Lo Scarabeo Encyclopaedia on Kickstarter

Deanne

kalopaidi, I just came in here to add that :)

They added a new reward with no limit to numbers. I've switched my contribution to this one. For £44 ($66 USD) you get 2 copies of the book, the stretch goals, and 4 LS decks.
Sounds good to me!
 

RiccardoLS

It was because some pledge levels went much better than we expected. And there were options just from 28£ to 150£, with all the middle pledges gone. So my collegue aded a 45£ pledge level.
 

gregory

I wish the stretch goal for hardcover came earlier in the sequence... I think this will NEED a hard cover !
 

tarotbear

I think the perception is that LS is an established publisher already and that they are using a source that typically is used by independent artists.

Are you saying that the workers at Baskin-Robbins can't eat Howard Johnson's ice cream?

(PS- Ed - I am agreeing with you here).
 

starlightexp

Are you saying that the workers at Baskin-Robbins can't eat Howard Johnson's ice cream?

(PS- Ed - I am agreeing with you here).

No not at all but I think that people MAY look at it as the big bad publishing company is taking the money away from the poor starving artist by using the platform that the poor starving artist uses to fund their projects. I think it is just raising a few eyebrows that's all. Just being Switzerland here.
 

gregory

No not at all but I think that people MAY look at it as the big bad publishing company is taking the money away from the poor starving artist by using the platform that the poor starving artist uses to fund their projects. I think it is just raising a few eyebrows that's all. Just being Switzerland here.
The poor starving artist is still free to start their own project - which is NOT likely to conflict with this one. Indeed some who see the word TAROT may then look further and see some of the other ones up there... (Fountain, anyone ?)

(Also agreeing with both of you here ;))
 

nicky

What's 'inappropriate' about it? :confused:

Being a 'publishing company' does not exclude them from having expenses that could easily undermine a project, or make possible distributors think too many times and decide not to carry the book. Using Kickstarter to find out if there is enough interest to 'float' a project is a great idea, gives copies to those that donate which in turn could turn into future sales, or even convince a skeptical distributor to rethink their first decision.

Maybe. I think it indicates poor business practices if a publishing company is compelled to ask their customers to help fund publishing books.

My opinion only perhaps.
 

gregory

Maybe. I think it indicates poor business practices if a publishing company is compelled to ask their customers to help fund publishing books.

My opinion only perhaps.
Depends what you mean. Everyone who chips in (now that it is funded - and until the cut off date no-one will actually pay a penny) will get a book at a very good price. The publisher will simply have the money up front to spend on getting it out instead of taking a gamble on it selling well enough to recoup costs afterwards - which on a book this size is a huge risk. This just means they feel safe enough to take that risk. They now know they have sold +/- 300 copies. That makes it a lot less dangerous actually printing it.

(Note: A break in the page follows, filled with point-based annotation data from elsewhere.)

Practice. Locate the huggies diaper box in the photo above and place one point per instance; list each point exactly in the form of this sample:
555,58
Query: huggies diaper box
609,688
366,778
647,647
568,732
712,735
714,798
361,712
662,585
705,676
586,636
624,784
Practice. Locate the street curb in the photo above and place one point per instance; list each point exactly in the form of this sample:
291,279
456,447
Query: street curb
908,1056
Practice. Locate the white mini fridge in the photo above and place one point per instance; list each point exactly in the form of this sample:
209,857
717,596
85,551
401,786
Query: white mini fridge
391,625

We aren't helping fund the publishing of the book. We are effectively just preordering it at a reduced price. And the more of us do preorder, the more they can afford to do for the finished product.
 

Debra

We are effectively just preordering it at a reduced price.

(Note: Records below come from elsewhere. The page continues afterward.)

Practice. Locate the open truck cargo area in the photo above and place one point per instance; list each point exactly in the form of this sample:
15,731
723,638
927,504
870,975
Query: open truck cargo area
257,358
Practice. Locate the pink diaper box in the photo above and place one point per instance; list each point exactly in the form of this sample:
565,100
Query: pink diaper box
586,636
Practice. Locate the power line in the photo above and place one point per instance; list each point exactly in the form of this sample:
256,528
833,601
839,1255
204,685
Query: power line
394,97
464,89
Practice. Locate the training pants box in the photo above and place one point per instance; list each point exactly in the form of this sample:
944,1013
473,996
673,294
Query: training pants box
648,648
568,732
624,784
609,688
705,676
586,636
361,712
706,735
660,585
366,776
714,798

I don't think so. That's not how it's advertised; there's no "money back if we don't publish" guarantee; the crowdsourcing sites certainly don't back any promises made...As someone who sounds remarkably like our Gregory on a tarot collecting-oriented forum once pointed out, such rewards and thank-yous for funding are not preorder sales.
 

danieljuk

decided to back this and get one copy of the book! looking forwards to it's arrival in November! I have only backed art projects and art friends on it before (I sponsored a friend to Mexico for her artist residency and got fabulous art made there as the reward!). A relative sells her music through it and gets the funding needed for EP releases. However some people are using crowd source sites for crazy things, potato salad recipes, a guy wanted to raise £100 to take women out on dates in Norfolk :D I can't start making judgements about who uses crowd sourcing and who doesn't, if someone has an idea and meets the funding target, great for them :) means more innovative and wonderful things!

At least the publishers know it's a safe bet if they have that level of interest before it's made!